I spent all afternoon on Friday cruising the back roads, usually semi-lost, often having to turn back when it got too rough (the “Dream” is more of a nightmare once you leave the pavement). Eventually, after really getting very little accomplished, I ended up in a town called Soppong. After some pretty blah fried rice, I spent a very cold night in a thatch hut. I’m talking ball-shrivelling-even-with-six-blankets kind of cold. Literally. Yeah, I suppose I haven’t mentioned how surprisingly cold it gets up north, especially in the hills. Very near freezing, I’d guess, and it’s not like these places have furnaces, or even windows, for that matter. Anyway, I woke up severely disoriented, cocooned in blankets, listening to a musical clock chime coming from God-knows-where. It took me a minute to realize, but it finally came to me: Stone’s basement! The chime was absolutely identical to the one in Stone’s parents’ basement that would drive me insane every time I crashed there, pissed out of my gourd, listening to it go off every fifteen minutes while I valiantly attempted to fight off the inevitable hangover despite sticky eyes and a shit-filled mouth. The memory was also nicely complemented by the fact that the bed was too short and I was hemmed in by the mosquito net (like mosquitoes are a big concern at that temperature) which felt hauntingly similar to the fancy little loveseat that always forced me to sleep cramped up in a whiny, queasy ball .Of course, all these memories go back about ten years to when Greg still lived at home; I’ve outgrown all that stuff. Naturally, when I eventually got a grasp on the situation, I was thrilled to realize that I was actually alone and freezing in a 6×8 shack instead of waking up from some nasty bender on 4th Ave in Martensville. Come to think of it, that’s a pretty tough call.

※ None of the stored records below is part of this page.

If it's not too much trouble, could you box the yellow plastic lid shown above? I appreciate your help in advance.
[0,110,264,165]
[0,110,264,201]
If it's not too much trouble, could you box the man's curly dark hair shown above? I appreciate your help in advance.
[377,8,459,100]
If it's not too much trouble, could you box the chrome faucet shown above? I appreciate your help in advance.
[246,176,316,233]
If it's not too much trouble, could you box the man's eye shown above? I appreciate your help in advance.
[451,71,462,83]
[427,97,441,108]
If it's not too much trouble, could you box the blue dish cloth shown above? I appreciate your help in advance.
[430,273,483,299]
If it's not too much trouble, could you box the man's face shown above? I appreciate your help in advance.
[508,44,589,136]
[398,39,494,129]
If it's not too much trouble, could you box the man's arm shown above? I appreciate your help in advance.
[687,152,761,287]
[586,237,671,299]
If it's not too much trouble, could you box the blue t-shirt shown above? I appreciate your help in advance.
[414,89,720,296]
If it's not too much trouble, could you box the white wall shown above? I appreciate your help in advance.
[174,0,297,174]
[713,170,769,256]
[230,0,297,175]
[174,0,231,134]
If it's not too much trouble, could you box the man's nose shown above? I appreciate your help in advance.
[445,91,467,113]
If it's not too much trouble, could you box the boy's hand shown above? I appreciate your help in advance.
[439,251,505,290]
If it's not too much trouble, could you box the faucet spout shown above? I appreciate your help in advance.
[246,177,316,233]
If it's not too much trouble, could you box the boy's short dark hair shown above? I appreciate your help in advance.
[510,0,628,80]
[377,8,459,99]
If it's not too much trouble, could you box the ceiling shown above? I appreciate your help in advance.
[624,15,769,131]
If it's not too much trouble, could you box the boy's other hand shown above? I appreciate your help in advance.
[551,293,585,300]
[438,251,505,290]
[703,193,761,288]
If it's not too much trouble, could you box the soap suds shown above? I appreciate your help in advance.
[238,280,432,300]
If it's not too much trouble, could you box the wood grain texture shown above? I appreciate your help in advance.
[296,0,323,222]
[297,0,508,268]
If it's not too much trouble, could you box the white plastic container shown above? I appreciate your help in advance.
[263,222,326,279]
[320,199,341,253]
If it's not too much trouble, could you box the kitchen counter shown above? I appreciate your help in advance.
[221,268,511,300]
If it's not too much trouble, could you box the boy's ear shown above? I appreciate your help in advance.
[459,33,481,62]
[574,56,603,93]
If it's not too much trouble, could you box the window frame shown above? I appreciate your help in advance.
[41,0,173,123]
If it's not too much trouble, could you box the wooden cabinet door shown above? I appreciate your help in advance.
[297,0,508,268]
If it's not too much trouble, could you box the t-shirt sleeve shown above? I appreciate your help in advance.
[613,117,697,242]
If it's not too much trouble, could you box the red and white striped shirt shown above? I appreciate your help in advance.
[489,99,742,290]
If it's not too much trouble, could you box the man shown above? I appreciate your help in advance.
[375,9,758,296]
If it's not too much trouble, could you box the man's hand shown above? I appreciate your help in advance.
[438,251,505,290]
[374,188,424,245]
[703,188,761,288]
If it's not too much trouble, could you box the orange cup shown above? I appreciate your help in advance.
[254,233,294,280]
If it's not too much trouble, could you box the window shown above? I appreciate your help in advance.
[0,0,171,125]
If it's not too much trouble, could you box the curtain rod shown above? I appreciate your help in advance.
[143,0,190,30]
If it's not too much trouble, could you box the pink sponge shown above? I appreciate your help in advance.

On Saturday, I went to see Tham Lod, a massive labyrinth of caves buried under the mountains and split by an underground river. The first word that comes to mind is “wow”. They caves are huge, each one the size of a parking lot with a roof that towers in the darkness several stories above. Stalagmites, stalactites, cave drawings; the whole she-bang, baby! I hope my pictures turn out (I bought a disposable with no flash) because I can’t truly do it justice with words.

Last night I made it back to Pai and this morning I hopped on a bus back to Chiang Mai to meet up with Laynni again and see her parents off on a train back to Bangkok. From there they’ll be flying back home. I got to the “bus terminal” (really just a vacant lot with a bench) plenty early, just as Laynni had advised (they had done the exact same trip the day before). Once there, I staked a claim to a seat by leaving my little bag of  travelling provisions (water, chocolate bar, banana), and wandered off to get some breakfast. Half an hour later, as I sauntered back to the bus, still ten minutes early, I noticed that there appeared to be too many heads in the window in the vicinity of “my” seat. Uh oh. Sure enough, two teenage Thai girls had decided that they’d like to sit together, rather than apart, to my apparent misfortune. Well, there was, shall we say…………an incident………..and, in the end, we all ended up sharing one seat, which was incredibly uncomfortable and probably worse than standing anyway. It was a matter of principle, though. Why is it that the word “principle” always seems to follow something shitty?

I did make it back to Chiang Mai eventually, though, and (as far as we know) Lyle and Nadine made the train to Bangkok. Now, tomorrow morning we’re heading to Nan, a rarely-visited province close to the Thai-Lao border. After that, Laos! Then……the great beyond! Which roughly translates to, “We have no frickin’ idea”. Steady as she goes.